The other reason for false accusation is that all children want to please adults, and are at times anxious when being questioned by adults. If the child has a strong desire to please the adult, and the child perceives that their answer was not satisfying to the adult, they may in fact give a different answer that indicates abuse. It does not take much for the child to perceive that the answer that they have given did not satisfy the adult who is questioning them, and children are generally bright enough to ‘read between the lines’ to understand that the adult may be suspecting abuse. The secondary reason for this confabulating effect is that many abused children have learned in the past to use confabulation to avoid more abuse from their abuser. This is learned self preservation and victim behavior.
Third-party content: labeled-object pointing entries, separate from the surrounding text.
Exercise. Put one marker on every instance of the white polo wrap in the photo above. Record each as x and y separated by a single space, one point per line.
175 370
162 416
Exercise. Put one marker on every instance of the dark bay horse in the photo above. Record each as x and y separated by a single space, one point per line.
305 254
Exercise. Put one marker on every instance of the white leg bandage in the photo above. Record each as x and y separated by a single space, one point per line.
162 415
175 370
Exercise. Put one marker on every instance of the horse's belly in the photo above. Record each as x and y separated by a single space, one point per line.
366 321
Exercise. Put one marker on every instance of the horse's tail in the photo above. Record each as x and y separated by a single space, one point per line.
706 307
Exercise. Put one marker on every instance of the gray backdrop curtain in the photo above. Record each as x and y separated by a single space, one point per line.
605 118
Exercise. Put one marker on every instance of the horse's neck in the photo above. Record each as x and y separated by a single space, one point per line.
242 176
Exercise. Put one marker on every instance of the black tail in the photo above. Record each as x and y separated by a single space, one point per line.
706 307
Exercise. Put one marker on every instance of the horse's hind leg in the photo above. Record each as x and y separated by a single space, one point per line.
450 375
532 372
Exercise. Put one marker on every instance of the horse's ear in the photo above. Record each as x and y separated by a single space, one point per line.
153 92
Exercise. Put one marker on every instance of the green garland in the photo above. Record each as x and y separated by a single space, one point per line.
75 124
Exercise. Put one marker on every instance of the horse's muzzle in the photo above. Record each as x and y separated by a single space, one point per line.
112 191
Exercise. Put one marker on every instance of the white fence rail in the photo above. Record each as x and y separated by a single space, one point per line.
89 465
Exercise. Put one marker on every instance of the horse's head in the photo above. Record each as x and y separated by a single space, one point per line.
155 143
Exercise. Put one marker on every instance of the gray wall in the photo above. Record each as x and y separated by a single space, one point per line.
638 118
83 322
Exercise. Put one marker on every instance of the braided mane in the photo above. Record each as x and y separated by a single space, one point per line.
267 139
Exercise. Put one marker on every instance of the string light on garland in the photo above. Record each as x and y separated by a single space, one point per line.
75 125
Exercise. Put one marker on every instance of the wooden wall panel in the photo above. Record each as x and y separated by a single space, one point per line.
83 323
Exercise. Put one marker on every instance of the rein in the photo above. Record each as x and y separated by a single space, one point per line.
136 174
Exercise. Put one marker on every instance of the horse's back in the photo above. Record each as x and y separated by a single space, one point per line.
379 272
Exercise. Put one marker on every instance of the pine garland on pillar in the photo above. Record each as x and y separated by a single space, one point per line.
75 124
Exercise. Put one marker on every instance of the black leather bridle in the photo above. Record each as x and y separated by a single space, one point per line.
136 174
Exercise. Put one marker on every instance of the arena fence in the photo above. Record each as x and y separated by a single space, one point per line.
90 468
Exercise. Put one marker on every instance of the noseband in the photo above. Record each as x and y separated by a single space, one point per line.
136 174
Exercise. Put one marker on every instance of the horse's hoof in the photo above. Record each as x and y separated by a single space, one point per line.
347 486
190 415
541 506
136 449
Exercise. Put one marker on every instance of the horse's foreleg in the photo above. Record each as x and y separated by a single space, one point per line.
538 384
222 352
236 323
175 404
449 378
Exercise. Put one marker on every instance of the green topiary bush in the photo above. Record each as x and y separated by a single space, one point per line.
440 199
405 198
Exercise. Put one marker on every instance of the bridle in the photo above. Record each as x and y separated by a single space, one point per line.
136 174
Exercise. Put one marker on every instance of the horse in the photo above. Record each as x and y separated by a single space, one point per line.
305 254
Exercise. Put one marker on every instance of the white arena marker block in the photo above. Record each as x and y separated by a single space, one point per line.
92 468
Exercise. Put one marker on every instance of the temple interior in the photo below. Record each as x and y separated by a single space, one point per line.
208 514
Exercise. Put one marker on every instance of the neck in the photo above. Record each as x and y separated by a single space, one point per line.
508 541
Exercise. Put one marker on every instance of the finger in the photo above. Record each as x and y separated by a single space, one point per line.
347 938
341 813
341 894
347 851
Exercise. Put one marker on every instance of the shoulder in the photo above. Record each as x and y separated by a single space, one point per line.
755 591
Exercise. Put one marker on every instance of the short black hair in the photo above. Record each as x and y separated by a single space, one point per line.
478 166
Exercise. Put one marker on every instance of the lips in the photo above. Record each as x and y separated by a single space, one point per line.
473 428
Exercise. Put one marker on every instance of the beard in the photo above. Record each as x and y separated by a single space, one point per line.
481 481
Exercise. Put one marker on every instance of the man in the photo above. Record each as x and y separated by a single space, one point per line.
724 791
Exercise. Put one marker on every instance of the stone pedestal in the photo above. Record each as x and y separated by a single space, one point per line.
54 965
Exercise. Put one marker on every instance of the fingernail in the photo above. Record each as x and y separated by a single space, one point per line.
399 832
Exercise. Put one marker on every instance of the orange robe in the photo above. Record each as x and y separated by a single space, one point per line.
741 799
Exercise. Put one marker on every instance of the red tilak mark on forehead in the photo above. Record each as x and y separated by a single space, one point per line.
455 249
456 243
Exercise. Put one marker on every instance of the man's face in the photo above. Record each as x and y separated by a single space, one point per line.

Children who have been physically or sexually abused may also often make reports of ‘phantom pain’ due to past abuse. The injury being reported could be an injury experienced months or even years before. They may point our very small injuries that are normal for all children, and express an account of how they got the injury that is clearly abusive. The problem is, they may be describing an event of abuse that happened long ago, and has nothing to do with the small scratch on their arm. The ignorance of the adult listener concerning these effects could lead the adult to believe that abuse has taken place in the past twenty four hours. These effects, like the others mentioned, can be stimulated by all kinds of cues and triggers in the child’s environment. Essentially, something in the child’s environment may stimulate a bad memory. Once the bad memory is activated, the child may begin to experience strong emotions, and re-experience physical symptoms of the abuse that occurred in the past.

It is important that adults speaking with children who have been abused understand that these things will likely happen as part of the child’s healing process. They also need to realize that the child is not lying in the classical sense, but is confabulating based upon the symptoms of their PTSD. Further, adults should recognize that they can unconsciously lead the child to make false accusations. Even a facial expression or tone of voice can press a PTSD child to make a confabulation. When an untrained adult suspects that a child has been abused, they should limit their questions, and refer the child to a professional who specializes in such abuse cases.